I hope she heard me talking.”

This came from one Facebook reader in response: “Hugs to you."

This from another: “I hope she heard you talking, too.

Another post is written as a “poem” about a boy and his dog, KO, and a lot more. It all led up to a Red Smith punch line.
A boy and his dog out for a walk
On an early evening in a west wind
That moves treetops and makes
Fall’s rustling swooshing music
As we step over fallen branches
Past a rickety rowboat
Abandoned on the dam
And the west wind throws leaves
Off the treetops onto the water
Fall’s gold rush of leaves
Gathering in a shadowed cove
And I tell KO I know it’s a
West wind because it’s coming
From under the setting sun and once
A kid sportswriter pointed over a
Stadium’s rim to the setting sun and
Asked Red Smith if that was west
And Red said
If it’s not
You’ve got
A helluva story

Kindred once shared a press box with his journalistic hero, Red Smith, the iconic New York Times sportswriter.
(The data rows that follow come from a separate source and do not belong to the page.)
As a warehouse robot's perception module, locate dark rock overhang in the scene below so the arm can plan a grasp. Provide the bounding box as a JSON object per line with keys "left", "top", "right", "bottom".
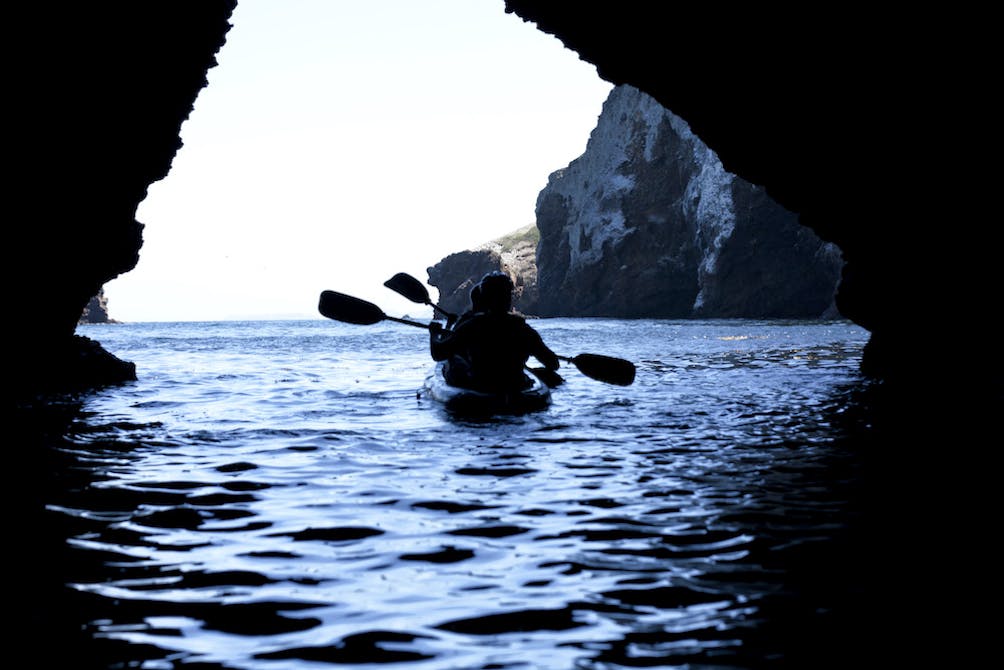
{"left": 10, "top": 2, "right": 238, "bottom": 396}
{"left": 9, "top": 1, "right": 1000, "bottom": 397}
{"left": 503, "top": 2, "right": 1001, "bottom": 393}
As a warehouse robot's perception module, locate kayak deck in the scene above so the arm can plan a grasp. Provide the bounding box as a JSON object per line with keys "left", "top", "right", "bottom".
{"left": 423, "top": 362, "right": 551, "bottom": 415}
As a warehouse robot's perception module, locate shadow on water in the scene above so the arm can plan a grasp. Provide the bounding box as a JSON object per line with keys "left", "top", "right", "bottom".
{"left": 14, "top": 396, "right": 112, "bottom": 667}
{"left": 14, "top": 372, "right": 1000, "bottom": 670}
{"left": 802, "top": 377, "right": 1001, "bottom": 669}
“Red Smith always avoided what he called 'the dread vertical pronoun,' that being 'I,' Kindred told me. "So did I, for decades. Who cares about me? To write about yourself was to practice the worst kind of self-indulgence.”

That barrier finally began to crumble.

Embracing the vertical pronoun


“It began to change for me a long time ago when I read a James J. Kilpatrick column in which he defended telling your own story, even advocated for 'I' in columns. He said the reader wants to identify with the writer; the reader is more willing to go on the trip with you if he knows who you are.
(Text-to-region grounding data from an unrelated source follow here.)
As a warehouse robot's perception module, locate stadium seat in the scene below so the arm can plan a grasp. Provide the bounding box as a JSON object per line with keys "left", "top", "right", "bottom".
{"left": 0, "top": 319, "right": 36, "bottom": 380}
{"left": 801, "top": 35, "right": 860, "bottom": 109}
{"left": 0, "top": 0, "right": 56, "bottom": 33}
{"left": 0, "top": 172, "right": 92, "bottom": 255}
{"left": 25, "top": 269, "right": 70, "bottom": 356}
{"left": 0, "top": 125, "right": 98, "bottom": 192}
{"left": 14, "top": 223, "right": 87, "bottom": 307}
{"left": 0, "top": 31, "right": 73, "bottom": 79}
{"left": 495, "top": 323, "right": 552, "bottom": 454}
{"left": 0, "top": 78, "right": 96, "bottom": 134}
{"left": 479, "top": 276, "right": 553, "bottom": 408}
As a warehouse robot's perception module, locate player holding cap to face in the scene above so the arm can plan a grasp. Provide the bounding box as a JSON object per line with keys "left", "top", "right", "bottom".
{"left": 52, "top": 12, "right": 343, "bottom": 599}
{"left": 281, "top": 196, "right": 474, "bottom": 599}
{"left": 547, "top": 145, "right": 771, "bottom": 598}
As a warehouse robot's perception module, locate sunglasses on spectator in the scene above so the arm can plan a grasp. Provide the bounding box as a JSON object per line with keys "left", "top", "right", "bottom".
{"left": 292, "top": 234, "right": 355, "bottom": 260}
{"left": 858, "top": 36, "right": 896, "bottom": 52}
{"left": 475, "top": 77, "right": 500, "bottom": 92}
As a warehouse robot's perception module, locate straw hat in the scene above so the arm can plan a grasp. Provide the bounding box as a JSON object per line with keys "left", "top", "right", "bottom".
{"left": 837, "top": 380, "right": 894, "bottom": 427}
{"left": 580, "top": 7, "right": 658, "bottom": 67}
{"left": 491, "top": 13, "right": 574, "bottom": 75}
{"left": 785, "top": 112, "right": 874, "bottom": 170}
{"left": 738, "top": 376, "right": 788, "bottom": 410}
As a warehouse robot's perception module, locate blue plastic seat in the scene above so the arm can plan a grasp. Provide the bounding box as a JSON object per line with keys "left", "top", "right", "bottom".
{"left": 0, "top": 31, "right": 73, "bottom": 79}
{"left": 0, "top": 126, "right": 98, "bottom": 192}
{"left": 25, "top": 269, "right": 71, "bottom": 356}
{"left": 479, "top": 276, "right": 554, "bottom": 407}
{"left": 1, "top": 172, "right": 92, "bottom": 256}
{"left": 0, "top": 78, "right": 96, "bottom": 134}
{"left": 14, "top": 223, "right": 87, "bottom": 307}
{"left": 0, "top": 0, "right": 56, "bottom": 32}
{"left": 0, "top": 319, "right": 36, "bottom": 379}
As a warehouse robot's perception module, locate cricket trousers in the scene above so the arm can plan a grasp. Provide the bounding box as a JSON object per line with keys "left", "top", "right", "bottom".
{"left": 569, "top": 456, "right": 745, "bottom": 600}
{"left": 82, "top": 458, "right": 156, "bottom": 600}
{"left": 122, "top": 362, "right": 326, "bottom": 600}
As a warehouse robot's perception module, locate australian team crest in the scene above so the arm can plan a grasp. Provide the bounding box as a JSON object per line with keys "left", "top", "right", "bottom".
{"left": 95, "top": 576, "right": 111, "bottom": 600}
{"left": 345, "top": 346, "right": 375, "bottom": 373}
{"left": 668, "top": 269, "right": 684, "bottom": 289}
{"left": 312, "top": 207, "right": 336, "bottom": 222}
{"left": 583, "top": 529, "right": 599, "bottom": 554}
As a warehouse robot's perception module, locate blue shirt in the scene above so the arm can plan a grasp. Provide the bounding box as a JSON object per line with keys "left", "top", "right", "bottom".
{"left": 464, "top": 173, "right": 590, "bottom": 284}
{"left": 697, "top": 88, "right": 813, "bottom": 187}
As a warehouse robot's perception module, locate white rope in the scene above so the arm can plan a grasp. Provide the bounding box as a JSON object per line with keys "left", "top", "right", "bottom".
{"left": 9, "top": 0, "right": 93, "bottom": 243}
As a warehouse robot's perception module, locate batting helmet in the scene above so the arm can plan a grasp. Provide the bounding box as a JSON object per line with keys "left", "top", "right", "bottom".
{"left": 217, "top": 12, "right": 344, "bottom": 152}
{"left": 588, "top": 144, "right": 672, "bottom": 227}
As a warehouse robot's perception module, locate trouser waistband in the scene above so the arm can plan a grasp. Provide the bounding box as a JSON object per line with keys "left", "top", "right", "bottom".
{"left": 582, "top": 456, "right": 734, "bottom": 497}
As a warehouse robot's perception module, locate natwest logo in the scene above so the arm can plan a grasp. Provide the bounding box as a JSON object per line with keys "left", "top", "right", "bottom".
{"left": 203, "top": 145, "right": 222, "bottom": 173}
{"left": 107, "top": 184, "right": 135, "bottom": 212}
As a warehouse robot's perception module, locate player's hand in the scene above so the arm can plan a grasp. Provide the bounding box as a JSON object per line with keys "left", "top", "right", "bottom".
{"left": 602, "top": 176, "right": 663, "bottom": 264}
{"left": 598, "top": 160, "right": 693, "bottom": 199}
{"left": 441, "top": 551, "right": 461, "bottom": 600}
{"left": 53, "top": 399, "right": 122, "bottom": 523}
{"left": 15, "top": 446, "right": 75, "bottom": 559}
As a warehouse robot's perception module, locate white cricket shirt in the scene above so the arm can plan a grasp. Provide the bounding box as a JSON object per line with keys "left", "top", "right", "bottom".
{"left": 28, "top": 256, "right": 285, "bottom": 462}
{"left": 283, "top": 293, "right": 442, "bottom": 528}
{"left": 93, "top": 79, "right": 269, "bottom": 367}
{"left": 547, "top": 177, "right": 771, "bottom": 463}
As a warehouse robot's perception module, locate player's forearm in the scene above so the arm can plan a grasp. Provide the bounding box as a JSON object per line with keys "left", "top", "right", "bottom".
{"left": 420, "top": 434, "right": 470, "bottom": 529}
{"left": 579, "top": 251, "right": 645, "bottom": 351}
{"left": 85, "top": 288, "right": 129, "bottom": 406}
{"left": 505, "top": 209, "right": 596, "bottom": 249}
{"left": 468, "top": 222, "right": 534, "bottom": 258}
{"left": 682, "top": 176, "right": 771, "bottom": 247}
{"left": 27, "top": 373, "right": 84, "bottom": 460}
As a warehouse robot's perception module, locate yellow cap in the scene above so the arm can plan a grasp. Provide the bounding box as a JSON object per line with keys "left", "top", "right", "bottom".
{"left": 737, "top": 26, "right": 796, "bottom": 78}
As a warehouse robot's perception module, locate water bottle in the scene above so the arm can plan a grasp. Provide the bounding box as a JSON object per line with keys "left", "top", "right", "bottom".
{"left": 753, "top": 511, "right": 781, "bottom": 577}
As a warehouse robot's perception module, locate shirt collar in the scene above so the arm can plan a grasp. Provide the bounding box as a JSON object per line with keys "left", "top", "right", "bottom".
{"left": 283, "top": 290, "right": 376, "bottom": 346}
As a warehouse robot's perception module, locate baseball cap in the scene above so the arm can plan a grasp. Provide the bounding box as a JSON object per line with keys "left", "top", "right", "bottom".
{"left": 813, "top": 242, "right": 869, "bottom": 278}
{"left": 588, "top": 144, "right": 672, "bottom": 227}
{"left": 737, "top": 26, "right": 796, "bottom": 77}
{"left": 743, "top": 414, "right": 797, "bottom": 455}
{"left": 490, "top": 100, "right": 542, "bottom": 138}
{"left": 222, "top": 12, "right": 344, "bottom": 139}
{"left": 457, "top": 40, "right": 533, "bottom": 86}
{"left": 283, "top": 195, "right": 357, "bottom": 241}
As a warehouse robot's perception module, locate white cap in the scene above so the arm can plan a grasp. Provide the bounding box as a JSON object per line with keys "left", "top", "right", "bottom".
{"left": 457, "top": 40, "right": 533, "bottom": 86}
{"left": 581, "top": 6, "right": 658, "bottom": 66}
“These Facebook posts are the ultimate expression of that freedom to be myself.

"Also, I’ve always thought it’s important to read stuff that you like, figure out why you like it, and use some of those moves in your own writing. Well, I liked (Mike) Royko and (Murray) Kempton and (Art) Buchwald and Erma Bombeck, and one of the reasons that I liked their stuff was because I felt I knew them through the stories they told — sometimes with their world-view dominating, but always clearly personal.

“And writing these Facebook things, well, OK, get personal. Who’s going to stop me?”

When Kindred and his wife retired and moved back to Central Illinois, they started attending Lady Potter girls basketball games in nearby Morton for fun. Then Kindred started covering the team for its website. When his wife suffered her stroke he continued to cover the team, with the encouragement of the mother of one of the players.

That's right. A member of the National Sports Media Hall of Fame was covering high school girls basketball in Central Illinois. His pay? A box of Milk Duds per game.

“I’ve written more words, maybe 500,000, about a girls high school basketball team than I wrote about Muhammad Ali in 40 years of covering him up close and personal,” he said. “But not once did I write about that girls team any less professionally or with less passion than I did Ali.

“What I’ve learned for the thousandth time — it always feels like the first time — is that it’s fun to write a sentence that you didn’t know you were going to write.”

Sharing untold stories


A story about Ali.

Someone reminded Kindred of an old 1974 photograph of a young reporter sitting in the shotgun seat of a huge Cadillac. The car was rocketing perilously at 85 miles-an-hour down a rutted logging road in Pennsylvania.

The black-and-white photograph was taken from the back seat. The driver was Muhammad Ali. He looked distracted. The young reporter was Dave Kindred. He looked nervous.

“Muhammad, you afraid of dying?” Kindred remembers asking him.

“You don’t ever want to die,” Ali says.

“Glad to hear that,” Kindred said.

Two hundred seventy people responded.

 

Greg Bowers is retired from a career as a sports journalist in Pennsylvania and journalism teacher at the University of Missouri.